Abraham Ascher, historian

Other Russian parties wanted political reform but along liberal-democratic rather than socialist lines. The most successful liberal party was the Constitutional Democrats, or Kadets for short. Like many other Russian parties, the Kadets formed officially during the politically fertile months of 1905, though they had deeper origins. Their members and supporters tended to be progressives from the middle and upper classes: liberal-minded nobles, landlords, academics, business owners, white-collar professionals like doctors, lawyers and shopkeepers. The founder, figurehead and leader of the Kadets was Pavel Milyukov, an academic and historian who had been active in Russian reformist groups since the 1870s. Many Kadet members and candidates also boasted experience working in or with the zemstva, the local councils that operated in the last decades of tsarism.

Most Kadets favoured the development of a British-style political system, with the tsar remaining as the head of state but his political authority constrained by a constitution and an elected constituent assembly. The Kadets also pushed for the introduction of Western-style civil rights and liberties: equality before the law, universal suffrage for men and women, an end to hereditary noble titles, free and universal state education, official recognition of trade unions and legislation protecting the right to strike.
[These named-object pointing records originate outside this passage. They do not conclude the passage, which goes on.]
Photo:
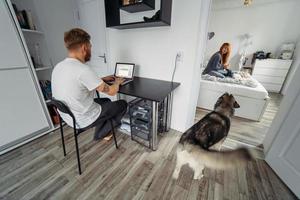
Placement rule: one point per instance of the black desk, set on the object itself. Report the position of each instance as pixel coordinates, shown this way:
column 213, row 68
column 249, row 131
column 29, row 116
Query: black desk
column 155, row 91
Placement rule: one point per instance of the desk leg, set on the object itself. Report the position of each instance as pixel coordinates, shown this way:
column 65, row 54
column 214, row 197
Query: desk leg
column 154, row 141
column 169, row 111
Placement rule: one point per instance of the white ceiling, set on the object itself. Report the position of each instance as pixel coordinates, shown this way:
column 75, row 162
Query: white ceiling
column 229, row 4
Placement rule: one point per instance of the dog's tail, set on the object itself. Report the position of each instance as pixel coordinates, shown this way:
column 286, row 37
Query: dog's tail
column 218, row 159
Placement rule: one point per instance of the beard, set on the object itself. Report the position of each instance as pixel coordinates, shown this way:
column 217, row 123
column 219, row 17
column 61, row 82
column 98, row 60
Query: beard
column 88, row 56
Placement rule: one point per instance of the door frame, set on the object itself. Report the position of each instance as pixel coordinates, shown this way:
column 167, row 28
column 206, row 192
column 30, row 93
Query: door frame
column 286, row 105
column 287, row 100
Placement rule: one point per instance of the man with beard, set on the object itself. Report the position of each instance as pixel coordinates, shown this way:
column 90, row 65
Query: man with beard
column 75, row 84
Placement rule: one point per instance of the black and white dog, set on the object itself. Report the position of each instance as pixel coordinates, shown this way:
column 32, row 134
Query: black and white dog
column 211, row 130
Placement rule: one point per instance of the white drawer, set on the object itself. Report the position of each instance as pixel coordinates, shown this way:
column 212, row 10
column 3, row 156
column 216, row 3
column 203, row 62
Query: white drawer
column 273, row 63
column 269, row 79
column 270, row 71
column 272, row 87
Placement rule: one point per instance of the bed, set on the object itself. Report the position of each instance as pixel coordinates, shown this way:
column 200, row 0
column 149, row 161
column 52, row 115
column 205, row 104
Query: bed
column 253, row 100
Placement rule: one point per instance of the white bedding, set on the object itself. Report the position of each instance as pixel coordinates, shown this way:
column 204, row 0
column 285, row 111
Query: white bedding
column 259, row 92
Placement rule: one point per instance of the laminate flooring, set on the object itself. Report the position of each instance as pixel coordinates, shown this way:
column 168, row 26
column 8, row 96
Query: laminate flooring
column 38, row 170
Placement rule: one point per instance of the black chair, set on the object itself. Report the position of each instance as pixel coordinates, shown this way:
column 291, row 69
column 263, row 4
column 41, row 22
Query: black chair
column 65, row 109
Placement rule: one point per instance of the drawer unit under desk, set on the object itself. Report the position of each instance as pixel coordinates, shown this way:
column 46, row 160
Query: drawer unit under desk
column 140, row 112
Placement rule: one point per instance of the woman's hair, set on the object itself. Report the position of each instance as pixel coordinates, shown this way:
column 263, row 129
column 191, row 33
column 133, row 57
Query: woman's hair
column 225, row 57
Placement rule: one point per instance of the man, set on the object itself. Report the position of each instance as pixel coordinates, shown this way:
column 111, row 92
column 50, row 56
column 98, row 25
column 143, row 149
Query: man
column 75, row 84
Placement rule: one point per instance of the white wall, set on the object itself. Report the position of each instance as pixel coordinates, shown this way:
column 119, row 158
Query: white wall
column 154, row 51
column 270, row 22
column 295, row 65
column 56, row 17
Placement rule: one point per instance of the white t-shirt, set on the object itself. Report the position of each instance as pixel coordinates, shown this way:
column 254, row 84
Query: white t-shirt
column 74, row 83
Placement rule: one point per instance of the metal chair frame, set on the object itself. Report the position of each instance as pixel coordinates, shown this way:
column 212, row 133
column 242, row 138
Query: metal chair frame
column 63, row 108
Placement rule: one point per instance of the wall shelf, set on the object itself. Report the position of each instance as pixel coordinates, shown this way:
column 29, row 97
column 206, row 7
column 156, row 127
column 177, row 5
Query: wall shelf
column 140, row 25
column 112, row 13
column 32, row 31
column 139, row 7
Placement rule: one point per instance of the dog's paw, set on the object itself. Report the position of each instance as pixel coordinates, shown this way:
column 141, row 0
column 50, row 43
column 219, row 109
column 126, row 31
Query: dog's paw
column 175, row 174
column 198, row 177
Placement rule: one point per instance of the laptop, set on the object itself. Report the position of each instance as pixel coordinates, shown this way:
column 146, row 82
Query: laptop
column 124, row 70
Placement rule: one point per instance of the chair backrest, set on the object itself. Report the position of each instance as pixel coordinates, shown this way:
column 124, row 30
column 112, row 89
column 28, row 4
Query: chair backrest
column 61, row 107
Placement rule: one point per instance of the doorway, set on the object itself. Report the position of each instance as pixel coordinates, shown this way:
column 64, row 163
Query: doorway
column 237, row 24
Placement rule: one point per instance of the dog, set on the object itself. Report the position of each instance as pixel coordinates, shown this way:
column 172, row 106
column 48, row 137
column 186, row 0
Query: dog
column 195, row 144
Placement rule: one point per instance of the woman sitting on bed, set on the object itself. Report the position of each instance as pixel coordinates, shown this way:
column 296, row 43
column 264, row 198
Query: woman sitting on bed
column 218, row 63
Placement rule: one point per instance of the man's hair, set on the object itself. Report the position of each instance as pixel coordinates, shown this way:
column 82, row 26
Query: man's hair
column 75, row 37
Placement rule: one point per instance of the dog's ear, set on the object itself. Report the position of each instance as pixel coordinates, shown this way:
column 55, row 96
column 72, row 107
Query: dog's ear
column 225, row 94
column 236, row 105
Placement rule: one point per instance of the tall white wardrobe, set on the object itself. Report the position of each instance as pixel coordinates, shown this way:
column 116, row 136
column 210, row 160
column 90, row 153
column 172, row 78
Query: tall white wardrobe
column 23, row 110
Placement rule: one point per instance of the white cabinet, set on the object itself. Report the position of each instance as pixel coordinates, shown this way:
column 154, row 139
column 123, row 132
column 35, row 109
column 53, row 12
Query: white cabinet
column 271, row 73
column 23, row 112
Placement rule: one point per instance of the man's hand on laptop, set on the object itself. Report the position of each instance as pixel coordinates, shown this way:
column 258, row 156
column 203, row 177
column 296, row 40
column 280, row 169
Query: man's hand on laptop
column 108, row 78
column 119, row 81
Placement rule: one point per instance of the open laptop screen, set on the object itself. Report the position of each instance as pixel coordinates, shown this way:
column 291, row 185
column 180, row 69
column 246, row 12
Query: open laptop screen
column 124, row 70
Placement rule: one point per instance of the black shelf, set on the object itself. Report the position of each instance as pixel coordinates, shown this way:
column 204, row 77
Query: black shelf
column 140, row 25
column 112, row 13
column 139, row 7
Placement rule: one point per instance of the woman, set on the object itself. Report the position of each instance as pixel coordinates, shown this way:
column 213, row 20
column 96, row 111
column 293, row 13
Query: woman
column 218, row 63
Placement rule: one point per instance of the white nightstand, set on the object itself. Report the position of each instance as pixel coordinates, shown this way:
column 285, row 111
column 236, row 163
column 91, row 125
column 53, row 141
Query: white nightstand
column 271, row 73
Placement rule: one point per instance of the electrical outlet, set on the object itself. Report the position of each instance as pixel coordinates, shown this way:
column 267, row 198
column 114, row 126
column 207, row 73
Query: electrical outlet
column 179, row 56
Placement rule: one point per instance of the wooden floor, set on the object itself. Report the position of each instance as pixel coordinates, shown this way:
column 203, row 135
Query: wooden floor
column 39, row 170
column 249, row 133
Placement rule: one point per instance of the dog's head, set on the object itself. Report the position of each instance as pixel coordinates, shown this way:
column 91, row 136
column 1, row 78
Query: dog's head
column 226, row 102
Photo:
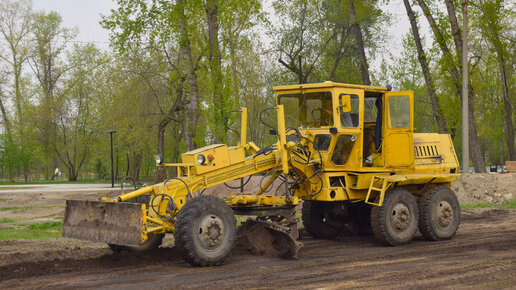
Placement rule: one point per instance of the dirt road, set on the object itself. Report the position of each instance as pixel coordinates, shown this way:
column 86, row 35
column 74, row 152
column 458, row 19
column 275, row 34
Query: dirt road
column 483, row 254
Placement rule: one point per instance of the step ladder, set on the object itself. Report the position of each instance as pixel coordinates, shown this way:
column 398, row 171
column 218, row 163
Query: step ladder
column 385, row 185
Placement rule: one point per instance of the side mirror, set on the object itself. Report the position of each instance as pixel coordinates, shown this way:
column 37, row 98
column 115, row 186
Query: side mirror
column 345, row 103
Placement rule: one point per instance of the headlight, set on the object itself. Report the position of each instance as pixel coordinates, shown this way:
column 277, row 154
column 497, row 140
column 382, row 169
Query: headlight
column 158, row 158
column 201, row 159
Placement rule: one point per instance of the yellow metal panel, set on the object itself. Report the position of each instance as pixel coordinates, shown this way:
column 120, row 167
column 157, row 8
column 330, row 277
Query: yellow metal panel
column 397, row 148
column 236, row 155
column 398, row 144
column 219, row 152
column 329, row 84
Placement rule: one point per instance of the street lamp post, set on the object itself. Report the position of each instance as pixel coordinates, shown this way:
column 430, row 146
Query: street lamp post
column 111, row 132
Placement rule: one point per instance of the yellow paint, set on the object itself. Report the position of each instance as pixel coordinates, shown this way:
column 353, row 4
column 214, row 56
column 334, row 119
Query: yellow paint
column 404, row 158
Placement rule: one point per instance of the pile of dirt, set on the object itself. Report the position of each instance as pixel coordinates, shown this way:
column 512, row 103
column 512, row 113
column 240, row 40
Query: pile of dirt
column 485, row 187
column 260, row 240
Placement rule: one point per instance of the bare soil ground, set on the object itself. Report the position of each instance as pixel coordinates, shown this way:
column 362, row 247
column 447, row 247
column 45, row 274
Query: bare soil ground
column 482, row 254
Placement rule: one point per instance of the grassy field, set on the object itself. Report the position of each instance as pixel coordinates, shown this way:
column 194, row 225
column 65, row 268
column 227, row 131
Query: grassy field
column 21, row 231
column 510, row 204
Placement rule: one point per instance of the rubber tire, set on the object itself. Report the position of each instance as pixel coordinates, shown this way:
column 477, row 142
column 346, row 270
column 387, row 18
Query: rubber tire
column 187, row 231
column 360, row 225
column 314, row 220
column 381, row 223
column 428, row 226
column 153, row 240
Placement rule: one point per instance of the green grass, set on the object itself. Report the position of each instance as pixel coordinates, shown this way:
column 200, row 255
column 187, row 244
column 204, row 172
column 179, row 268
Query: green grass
column 16, row 187
column 27, row 207
column 32, row 231
column 56, row 182
column 510, row 204
column 6, row 221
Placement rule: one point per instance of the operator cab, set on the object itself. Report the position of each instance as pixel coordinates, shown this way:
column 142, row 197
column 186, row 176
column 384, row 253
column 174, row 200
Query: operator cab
column 354, row 127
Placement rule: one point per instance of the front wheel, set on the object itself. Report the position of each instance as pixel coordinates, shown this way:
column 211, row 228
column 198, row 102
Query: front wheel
column 395, row 222
column 439, row 214
column 205, row 231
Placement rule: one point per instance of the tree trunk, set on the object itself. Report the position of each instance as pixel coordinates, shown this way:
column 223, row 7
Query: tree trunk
column 457, row 35
column 161, row 172
column 364, row 68
column 474, row 145
column 136, row 162
column 191, row 74
column 441, row 122
column 5, row 117
column 215, row 58
column 508, row 108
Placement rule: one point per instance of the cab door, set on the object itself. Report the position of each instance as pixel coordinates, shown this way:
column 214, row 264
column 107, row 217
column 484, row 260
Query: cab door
column 398, row 140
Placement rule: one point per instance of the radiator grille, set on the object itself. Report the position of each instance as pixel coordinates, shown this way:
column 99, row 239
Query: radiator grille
column 425, row 151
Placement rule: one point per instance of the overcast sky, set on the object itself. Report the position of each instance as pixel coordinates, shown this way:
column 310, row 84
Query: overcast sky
column 85, row 15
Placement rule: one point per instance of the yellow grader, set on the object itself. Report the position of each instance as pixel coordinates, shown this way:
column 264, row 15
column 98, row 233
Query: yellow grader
column 348, row 152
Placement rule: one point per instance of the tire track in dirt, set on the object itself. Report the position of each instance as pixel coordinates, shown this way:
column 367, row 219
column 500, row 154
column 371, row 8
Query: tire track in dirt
column 483, row 253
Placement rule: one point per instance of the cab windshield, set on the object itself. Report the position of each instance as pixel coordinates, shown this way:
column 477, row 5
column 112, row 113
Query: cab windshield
column 307, row 110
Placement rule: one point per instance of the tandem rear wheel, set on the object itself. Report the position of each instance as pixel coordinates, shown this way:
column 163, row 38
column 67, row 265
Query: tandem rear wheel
column 439, row 213
column 205, row 231
column 396, row 221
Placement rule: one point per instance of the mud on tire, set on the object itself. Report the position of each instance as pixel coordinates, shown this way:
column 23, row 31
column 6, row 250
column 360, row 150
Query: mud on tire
column 205, row 231
column 396, row 221
column 317, row 220
column 439, row 214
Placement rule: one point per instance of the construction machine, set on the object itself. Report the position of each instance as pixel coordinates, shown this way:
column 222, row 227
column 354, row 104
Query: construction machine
column 347, row 153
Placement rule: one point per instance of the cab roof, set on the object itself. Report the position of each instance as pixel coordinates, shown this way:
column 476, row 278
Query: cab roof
column 329, row 84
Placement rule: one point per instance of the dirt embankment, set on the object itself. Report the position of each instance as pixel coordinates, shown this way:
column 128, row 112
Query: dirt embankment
column 485, row 187
column 482, row 254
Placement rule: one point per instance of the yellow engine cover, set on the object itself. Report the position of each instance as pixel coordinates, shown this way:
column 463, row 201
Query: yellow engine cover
column 220, row 159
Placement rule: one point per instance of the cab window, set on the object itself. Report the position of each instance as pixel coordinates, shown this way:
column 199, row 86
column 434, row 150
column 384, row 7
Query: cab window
column 399, row 112
column 307, row 110
column 350, row 119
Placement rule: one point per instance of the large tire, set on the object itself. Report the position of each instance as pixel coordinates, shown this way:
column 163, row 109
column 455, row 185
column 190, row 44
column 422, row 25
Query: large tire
column 396, row 221
column 153, row 240
column 318, row 221
column 205, row 231
column 439, row 214
column 360, row 223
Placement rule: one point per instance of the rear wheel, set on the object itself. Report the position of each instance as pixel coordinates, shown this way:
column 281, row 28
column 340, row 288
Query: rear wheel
column 439, row 214
column 319, row 221
column 396, row 221
column 205, row 231
column 360, row 223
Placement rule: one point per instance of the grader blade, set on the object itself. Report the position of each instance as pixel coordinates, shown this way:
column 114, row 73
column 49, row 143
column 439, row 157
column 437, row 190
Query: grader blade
column 100, row 221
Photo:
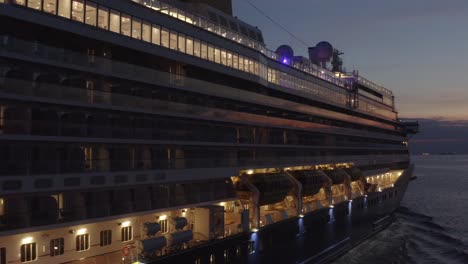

They also objected to state censorship of the press. Their liberal policies made the Kadets popular in the cities and larger towns. In the wake of the 1905 Revolution, they recorded 37 per cent of the urban vote in elections for the State Duma, ending up with about one-third of the seats.

The Octobrists

russian political parties
A photograph of Octobrist delegates to the third Duma, c.1907.

Also represented in the Duma from 1906 were the Octobrists. More conservative than the Kadets and generally loyal to tsarism, the Octobrists derived their name from the October Manifesto, a document they enthusiastically endorsed as the solution to Russia’s problems. The Octobrists supported a limited constitutional monarchy, private farming, the reactionary policies of chief minister Peter Stolypin and the continuation of the Russian Empire. They did not share the Kadet desire for improvements to civil rights, education and union legalisation. After Stolypin rigged voting for the 1907 Duma elections, the Octobrists became the largest faction in the Third Duma (1907-1912). Like the Kadets, the Octobrists supported Russia’s war effort during World War I, a policy that cost them some support. Several Octobrists occupied some key government positions during the war and the Dual Power of 1917. Probably the most notable was Mikhail Rodzianko, who served as chairman of the Duma and was instrumental in convincing Nicholas II to abdicate in March 1917.

russian revolution parties

1. Russian political parties emerged from the shadows after censorship laws were relaxed in 1905.

2. The SRs sought land reform and changes to agrarian policy, a position that made them popular with peasants.

3. The large size of their party, however, invited differences of opinion, divisions and factionalism.

4. The Kadets were the largest liberal-democratic party, favouring a British-style constitutional system.

5. The Octobrists were moderates and conservatives who were loyal to tsarism and supportive of the changes outlined in the October Manifesto.